Search code examples
binary-treehuffman-codedeflate

Size constraints on DEFLATE Huffman trees


Reading through RFC 1951, it seems like a valid dynamic Huffman tree is not necessarily a full binary tree - for example, the tree specified by the bit lengths (2, 2, 2) has a node with a single child:

    ____
   /    \
  0      1
 / \    /
0   1  0

This causes an issue when attempting to allocate enough memory for the full tree in one allocation, as there is not necessarily any upper bound on the number of nodes in an arbitrary binary tree.

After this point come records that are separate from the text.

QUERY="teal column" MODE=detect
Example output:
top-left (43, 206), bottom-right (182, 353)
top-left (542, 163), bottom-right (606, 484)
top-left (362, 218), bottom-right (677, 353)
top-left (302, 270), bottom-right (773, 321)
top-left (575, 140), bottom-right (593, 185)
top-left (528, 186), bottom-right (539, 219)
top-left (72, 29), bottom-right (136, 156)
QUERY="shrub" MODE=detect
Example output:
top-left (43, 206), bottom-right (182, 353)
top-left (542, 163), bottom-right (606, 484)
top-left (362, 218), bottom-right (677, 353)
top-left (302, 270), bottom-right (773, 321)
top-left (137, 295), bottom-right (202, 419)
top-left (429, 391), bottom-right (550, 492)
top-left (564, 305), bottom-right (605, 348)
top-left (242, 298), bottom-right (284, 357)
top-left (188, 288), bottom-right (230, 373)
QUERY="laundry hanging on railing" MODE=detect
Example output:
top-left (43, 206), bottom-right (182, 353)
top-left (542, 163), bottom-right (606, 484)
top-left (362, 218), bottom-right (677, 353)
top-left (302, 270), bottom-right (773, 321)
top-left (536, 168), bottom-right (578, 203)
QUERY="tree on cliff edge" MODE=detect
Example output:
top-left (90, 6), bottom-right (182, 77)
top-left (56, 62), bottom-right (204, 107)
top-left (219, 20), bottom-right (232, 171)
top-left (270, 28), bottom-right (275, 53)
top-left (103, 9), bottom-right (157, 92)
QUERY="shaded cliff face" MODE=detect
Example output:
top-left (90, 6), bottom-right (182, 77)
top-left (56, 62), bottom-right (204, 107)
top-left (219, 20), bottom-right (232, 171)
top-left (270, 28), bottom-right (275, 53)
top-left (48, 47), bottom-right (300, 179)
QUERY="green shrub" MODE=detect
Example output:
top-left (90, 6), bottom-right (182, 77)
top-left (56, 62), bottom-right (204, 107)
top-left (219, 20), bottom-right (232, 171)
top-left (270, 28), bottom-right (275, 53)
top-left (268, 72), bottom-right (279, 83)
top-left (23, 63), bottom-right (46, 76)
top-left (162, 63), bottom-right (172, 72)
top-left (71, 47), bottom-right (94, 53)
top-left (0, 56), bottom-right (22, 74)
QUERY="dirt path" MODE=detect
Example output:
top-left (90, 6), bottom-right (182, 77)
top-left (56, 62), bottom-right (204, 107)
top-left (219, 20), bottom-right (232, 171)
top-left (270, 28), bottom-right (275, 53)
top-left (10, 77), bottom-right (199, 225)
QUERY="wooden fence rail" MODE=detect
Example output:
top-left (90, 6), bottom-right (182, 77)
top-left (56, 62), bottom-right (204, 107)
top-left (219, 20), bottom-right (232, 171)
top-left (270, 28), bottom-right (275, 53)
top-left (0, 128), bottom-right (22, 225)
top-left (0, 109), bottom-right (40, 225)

Do the constraints in the DEFLATE standard imply an upper bound on the size of a dynamic Huffman tree?


Solution

  • RFC 1951 defines "Huffman code" to be what is produced in the construction of an optimal prefix code. Therefore the Huffman codes used in a valid deflate stream must be complete, in order to be optimal. Your example is not, with the unused code 11. A 1-2-2 code would be complete, with no unused codes.

    There is one exception to this rule in RFC 1951, which is that a solitary distance code is coded as one-bit, not zero bits:

    If only one distance code is used, it is encoded using one bit, not zero bits; in this case there is a single code length of one, with one unused code.

    zlib's inflate rejects any deflate stream with an invalid Huffman code.

    There is one more subtlety, which is that the Huffman codes in deflate are length-limited to 15 bits, enforced in the encoding of the codes. This does not change the fact that the codes need to be complete.

    For a complete prefix code, the number of internal nodes is n-1, where n is the number of symbols coded.

    Due to the length-limit subtlety, there is a limit on the number of nodes even for non-optimal prefix codes. The worst case would be to assign the maximum number of bits to all of the symbols. Then just construct the tree and count the nodes. What you end up with is a flat code tree for the symbols, with the base of that connected to the root with a line of single branch nodes to the root. So actually, not many more nodes than for an optimal prefix code, due to the way a canonical code is constructed.

    As an example, if all 30 distance codes have length 15, the canonical tree looks like this:

    tree with long trunk

    Instead of 29 internal nodes for an optimal prefix code, this one has 40 internal nodes.